La Digne Mère

  • Marguerite Andersen
    La mauvaise mère. Prise de Parole
Reviewed by Ariane Gibeau

Les voix de mères, longtemps écartées de la tradition littéraire occidentale, sont désormais très présentes dans nos productions littéraires, culturelles et médiatiques. Jeunes et moins jeunes, les femmes n’hésitent plus à partager leur expérience de la maternité, leurs joies et leurs difficultés. À près de 90 ans, Marguerite Andersen, pionnière des études féministes canadiennes, a décidé de relater elle aussi, sur le mode de la confession, son parcours de mère, de l’annonce de sa première grossesse à aujourd’hui. La mauvaise mère, récit autobiographique rédigé en vers libres et scindé en courts chapitres, revient sur un parcours atypique, fait de voyages, d’absences, de grandes réussites, de colère et de culpabilité.

Au sortir de la Seconde Guerre mondiale, la jeune narratrice, allemande, se découvre enceinte. Elle s’embarque pour la Tunisie, où habite le père de l’enfant. Entre le quotidien lassant de mère au foyer, l’ennui des tâches à répéter et la brutalité de cet homme étranger, sa colère émerge des ellipses et de la forme fragmentaire, devient fantasme : « Prendre le revolver. / Voir le sang, / souffrir la prison… » Un deuxième enfant naît malgré les tentatives d’avortement et annonce quelques années supplémentaires d’enfermement et de violence conjugale.
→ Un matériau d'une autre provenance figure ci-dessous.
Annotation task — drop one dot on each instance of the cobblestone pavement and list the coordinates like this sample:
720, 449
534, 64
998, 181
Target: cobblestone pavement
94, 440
Mais un voyage impromptu en Allemagne chamboule tout. La mère résignée étudie, travaille, vagabonde, change enfin d’existence… et vit un temps sans ses enfants : « Je suis la mère amputée ». Exilée au Québec, en Éthiopie et aux Etats-Unis, elle refait sa vie avec un autre homme, lutte pour retrouver la garde de ses fils, donne naissance à une fille, devient professeure d’université. La promesse de réunion est pourtant marquée d’autres séparations, dont le départ de l’aîné pour la guerre du Viêt Nam : « La veille de son départ / oui, j’aurais dû lui casser la jambe / j’aurais dû / clouer des planches / contre la fenêtre de sa chambre. » À la fin de sa vie, après les drames et les conflits, la mère, entourée de ses trois enfants, de ses petits et arrière-petits-enfants, fait les comptes, dresse les bilans : « montrer le chemin parcouru / le je dans toutes ses variations / le moi / si étrange. »

L’écriture d’Andersen, retenue et dépouillée, se révèle très efficace dans les descriptions du banal quotidien : cuisine, soins aux enfants, etc. En revanche, la même forme fait tomber à plat certains passages plus denses, comme celui où le fils cadet, resté pendant plusieurs mois auprès de son père pour pouvoir s’amuser avec une bicyclette, avoue à la narratrice qu’il a été battu : ces évènements sont tenus à distance, auraient mérité plus de profondeur. L’ensemble demeure touchant, dévoile la volonté d’une femme de s’investir dignement dans son rôle, d’être tout sauf une mauvaise mère.